On the panel, Twombly quotes Takarai Kikaku, whose haiku was inspired by the 14-century samurai Kusunoki Masashige:
Ah! The peonies
For which
Kusonoki
Took off his armour
Presumably the beauty of nature, epitomized here by the wild peony, inspired a momentary pacifism in the warrior.
Jonathan Jones, in an article in The Guardian, commented on the dangers of positioning Twombly’s work within range of Monet’s:
The curator has hung some splashy, multicoloured splurges next to ravishing Monet garden scenes. Never work with children, animals, or Claude Monet. The quiet Frenchman is a great upstager. […] Near Twombly’s Four Seasons hangs an utterly scintillating flower painting by Monet. It seems to have more colours in one spot of its surface than Twombly can muster across an entire epic. You do not need the Hellespont to drown in: Monet’s pond is deep enough.
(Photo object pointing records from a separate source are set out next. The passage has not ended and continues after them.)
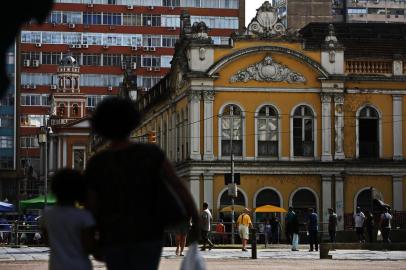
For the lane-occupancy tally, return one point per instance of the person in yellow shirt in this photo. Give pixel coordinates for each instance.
(244, 223)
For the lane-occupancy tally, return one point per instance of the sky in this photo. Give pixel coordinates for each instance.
(251, 9)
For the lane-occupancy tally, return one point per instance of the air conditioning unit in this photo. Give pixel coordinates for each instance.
(35, 63)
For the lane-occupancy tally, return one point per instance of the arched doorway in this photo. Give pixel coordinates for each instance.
(225, 200)
(264, 197)
(302, 200)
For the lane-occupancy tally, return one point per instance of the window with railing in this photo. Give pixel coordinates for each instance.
(368, 67)
(368, 130)
(303, 132)
(267, 125)
(231, 131)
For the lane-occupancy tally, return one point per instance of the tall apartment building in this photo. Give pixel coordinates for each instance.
(299, 13)
(8, 164)
(105, 36)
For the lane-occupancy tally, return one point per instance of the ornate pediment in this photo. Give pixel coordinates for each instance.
(266, 23)
(268, 71)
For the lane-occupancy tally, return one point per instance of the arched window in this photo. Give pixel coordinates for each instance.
(302, 200)
(61, 109)
(368, 132)
(75, 110)
(68, 83)
(231, 130)
(267, 130)
(303, 132)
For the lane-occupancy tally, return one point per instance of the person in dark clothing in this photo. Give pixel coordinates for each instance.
(275, 229)
(332, 225)
(133, 191)
(369, 225)
(312, 229)
(288, 225)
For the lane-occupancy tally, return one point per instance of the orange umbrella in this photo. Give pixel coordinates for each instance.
(269, 208)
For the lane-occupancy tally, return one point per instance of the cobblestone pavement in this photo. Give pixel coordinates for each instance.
(35, 258)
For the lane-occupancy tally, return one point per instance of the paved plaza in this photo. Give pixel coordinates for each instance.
(33, 258)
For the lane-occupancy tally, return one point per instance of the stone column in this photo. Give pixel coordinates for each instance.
(339, 126)
(326, 127)
(51, 155)
(64, 152)
(397, 192)
(194, 118)
(397, 128)
(195, 188)
(208, 189)
(326, 199)
(208, 97)
(339, 205)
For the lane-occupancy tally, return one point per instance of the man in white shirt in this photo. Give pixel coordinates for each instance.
(359, 219)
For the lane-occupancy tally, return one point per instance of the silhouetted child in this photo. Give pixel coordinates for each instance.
(69, 229)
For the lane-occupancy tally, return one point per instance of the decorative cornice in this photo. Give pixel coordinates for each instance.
(268, 71)
(208, 95)
(276, 49)
(266, 23)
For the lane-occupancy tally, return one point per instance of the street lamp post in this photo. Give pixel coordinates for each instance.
(43, 140)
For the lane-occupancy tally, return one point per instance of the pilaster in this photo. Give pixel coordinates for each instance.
(326, 199)
(397, 128)
(208, 97)
(397, 183)
(339, 126)
(339, 201)
(326, 127)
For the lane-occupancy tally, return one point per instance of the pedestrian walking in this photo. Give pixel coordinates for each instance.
(70, 230)
(385, 225)
(332, 225)
(206, 219)
(288, 225)
(369, 225)
(244, 223)
(359, 219)
(294, 226)
(312, 229)
(275, 229)
(128, 183)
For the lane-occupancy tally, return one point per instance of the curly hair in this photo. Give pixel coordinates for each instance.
(115, 118)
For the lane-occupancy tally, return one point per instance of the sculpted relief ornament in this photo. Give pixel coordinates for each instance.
(268, 71)
(266, 23)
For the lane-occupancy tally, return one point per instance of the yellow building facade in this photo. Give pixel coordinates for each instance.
(309, 122)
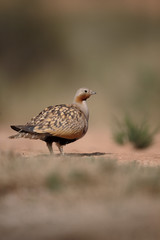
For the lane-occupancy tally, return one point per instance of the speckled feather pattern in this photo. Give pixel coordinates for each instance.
(62, 123)
(66, 121)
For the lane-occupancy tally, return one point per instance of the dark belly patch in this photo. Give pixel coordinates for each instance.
(61, 141)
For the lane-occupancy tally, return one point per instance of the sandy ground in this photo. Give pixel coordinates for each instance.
(95, 143)
(75, 213)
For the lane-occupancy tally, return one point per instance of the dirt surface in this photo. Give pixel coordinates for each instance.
(97, 142)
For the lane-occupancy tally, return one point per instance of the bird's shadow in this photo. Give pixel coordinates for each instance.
(86, 154)
(93, 154)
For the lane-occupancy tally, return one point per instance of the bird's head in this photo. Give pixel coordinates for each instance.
(82, 94)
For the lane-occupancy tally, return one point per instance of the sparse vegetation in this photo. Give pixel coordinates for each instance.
(140, 135)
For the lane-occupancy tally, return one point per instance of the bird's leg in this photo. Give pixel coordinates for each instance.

Absolutely. Having said that, I did leave with a higher appreciation of Twombly’s work. I just don’t think it measures up to the other two, though.
Here’s a slideshow of the paintings I enjoyed most in the exhibition
See also
TateShots: Three Champions For Turner Monet Twombly
This film explores the parallels in their style and subject matter with Mike Leigh, who describes Turner as the world’s first modern painter, and who is in the process of developing a feature film on the artist; Fiona Rae, a painter herself, who reveals how astonishing Monet’s works were for their time; and Tate director Nicholas Serota, who considers why certain artists, on reaching the twilight of their careers, develop a new-found sense of freedom in their work.
There’s also a video on the Liverpool Daily Post website where Tate’s Assistant Curator, Eleanor Clayton, discusses the exhibition.
- Beauty, power and space: Jeremy Lewison, curator of Turner Monet Twombly, explores the three artists’ affinities to each other (Tate)
- Turner Monet Twombly: Andrew Graham-Dixon
- Turner, Monet, Twombly: Mark Hudson (Telegraph)
- Turner, Monet, Twombly – a trio of sublime painters (Michael Prodger, Guardian)
- The great upstager: how Monet made Turner and Twombly look ordinary (Jonathan Jones, The Guardian)
- Turner, Monet, Twombly at Tate Liverpool – audio art tour with Jonathan Jones (Guardian)
I thought, let’s have a quick look in my Reader, and came upon your jewel of a post.
It took me a while to appreciate Twombly, but the more I see the more appreciative I am; I just have to remember to engage my brain.
And nice that you tagged AGD – he’s my favourite arty-type person by far.
Really, I loved this.
Cheers, Glennie. I shall treasure your generous comments!
Now this is another on my list to try and get to. Great to see an in depth review as always from you Gerry!
nicely. cheers. ad.
A beautiful and very informative post, thank you!